I first became smitten with Unicycle Loves You upon the release of their sophomore LP, 2010’s Mirror, Mirror, a fuzzy and glammy take on indie pop. However, I must admit that I became over the moon about the trio earlier this month, with the unveiling of their latest music video, “Falling Off.” The music video has the band performing while clips from some of their favorite films are projected over them, including three of the arguably most brilliant, although not-exactly mass-appealing films of all-time: Yorgos Lanthimos’ Dogtooth, a morbidly hilarious take on the Utopic/Dystopic and the traditional family. William Klein’s Mr. Freedom, a hyper-comic commentary on global imperialism in the age of the spectacle. And Sweet Movie, which has Dusan Makavejev deconstructing the problems with both capitalism and communism, in addition to the notion of relatively shallow things, like sugar and spice, being used to sell the masses relatively significant things, like political ideologies. Although it might be a bit shallow to champion a band solely for their taste in film, they also continue to kick exponentially more brilliantly bad ass jams.
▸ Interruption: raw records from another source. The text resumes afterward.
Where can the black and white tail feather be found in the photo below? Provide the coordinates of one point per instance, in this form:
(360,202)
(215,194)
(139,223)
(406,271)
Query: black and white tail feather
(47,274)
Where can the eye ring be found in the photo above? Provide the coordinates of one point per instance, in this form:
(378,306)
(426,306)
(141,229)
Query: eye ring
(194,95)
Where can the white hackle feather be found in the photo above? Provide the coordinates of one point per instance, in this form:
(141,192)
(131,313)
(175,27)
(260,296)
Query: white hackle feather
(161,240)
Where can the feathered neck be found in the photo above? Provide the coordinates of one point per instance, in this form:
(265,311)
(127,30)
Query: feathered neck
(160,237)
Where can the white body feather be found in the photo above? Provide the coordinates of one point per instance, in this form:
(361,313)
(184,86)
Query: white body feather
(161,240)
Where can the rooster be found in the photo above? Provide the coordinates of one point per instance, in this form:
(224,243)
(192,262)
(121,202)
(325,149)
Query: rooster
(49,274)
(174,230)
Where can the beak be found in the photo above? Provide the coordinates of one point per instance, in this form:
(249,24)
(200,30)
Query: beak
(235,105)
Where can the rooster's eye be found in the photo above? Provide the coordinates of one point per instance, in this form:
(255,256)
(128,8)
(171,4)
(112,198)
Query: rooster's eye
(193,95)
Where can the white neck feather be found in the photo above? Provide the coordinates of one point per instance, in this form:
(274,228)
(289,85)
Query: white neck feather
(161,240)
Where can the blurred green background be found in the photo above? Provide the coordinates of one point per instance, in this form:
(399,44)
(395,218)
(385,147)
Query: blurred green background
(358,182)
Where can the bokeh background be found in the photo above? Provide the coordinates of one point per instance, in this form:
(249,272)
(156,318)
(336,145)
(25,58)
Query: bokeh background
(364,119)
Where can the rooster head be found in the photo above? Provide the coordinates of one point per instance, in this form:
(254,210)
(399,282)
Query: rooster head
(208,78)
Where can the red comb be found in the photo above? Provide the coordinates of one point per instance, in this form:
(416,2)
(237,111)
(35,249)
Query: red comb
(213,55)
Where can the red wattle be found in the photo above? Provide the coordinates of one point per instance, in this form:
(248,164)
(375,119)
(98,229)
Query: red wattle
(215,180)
Since their self-titled 2008 debut, Unicycle Loves You have managed to churn out a new full-length every two years. And while each album might not find us in an entirely new sonic realm, they would each seem to signify a new era in the band’s sonic palette. June 10th will see the release of the band’s fourth album, The Dead Age, Unicycle Loves You’s best and most accomplished effort yet. It has the group producing their most popular and aggressive sounds to date. Its influences would seem to range from psych rock to post-punk to the earliest and best stages of alt rock. They also get chaotically danceable (swayable may be a better adjective) at times. To be honest, I could see them sharing stages with pretty much any and every intriguingly progressive act to make their way onto the popular radar in the past thirty years. Unicycle Loves You are about to kick off their latest tour and while there’s not current date in the 215, I’m assured there are more dates in the works and in a recent discussion with singer/guitarist Jim Carroll about the band’s latest sounds, he tells me that playing a finally-good show in the City of Brotherly Love and Sisterly Affection is a priority.
Izzy Cihak: So since this is a Philadelphia-based publication, I have to ask: What are your thoughts on the city? Any favorite memories? You’ve played here a handful of times.
Jim Carroll: We have some friends in Philly and stay in Fishtown when we come through. We love Fishtown! My most vivid memory of Philly is busting my hand trying to punch a hole in the ceiling on stage at some horrible show we played in 2012. We have yet to have played a good show in Philly, but we’re determined to change that this summer.
Izzy: Your upcoming album, The Dead Age, seems to be quite an evolution from previous releases. How would you characterize this evolution?
Jim: Completely natural.
Izzy: Was the writing and recording process any different?
Jim: We approached the songwriting process exactly the same as our last album, where I would record crude demos and then bring them to the band to build upon. This way, any first take luck that might have happened is preserved on the recording. Two of the tracks on The Dead Age (“Falling Off” and “Any Daydreaming Morning”) were actually some of the first demos recorded for our previous album, Failure. So there are some guitars on there that were recorded back in January/February 2011.
Izzy: What do you consider to be the album’s most significant influences?
Jim: I consider this album to be particularly special because it conveys our struggle as artists to live in New York while battling the bullshit. There’s so much bullshit and this is our response. I really poured my hate into the guitar work this time around.
Izzy: Do you have an album track that you’re most fond of? I fucking love “JAWS.” It reminds me of Placebo at their earliest/best (I hope that’s not insulting.)
Jim: Thanks! I don’t really know what Placebo sounds like, but I think the songs work together more as a whole other entity. It’s impossible for me to name a favorite.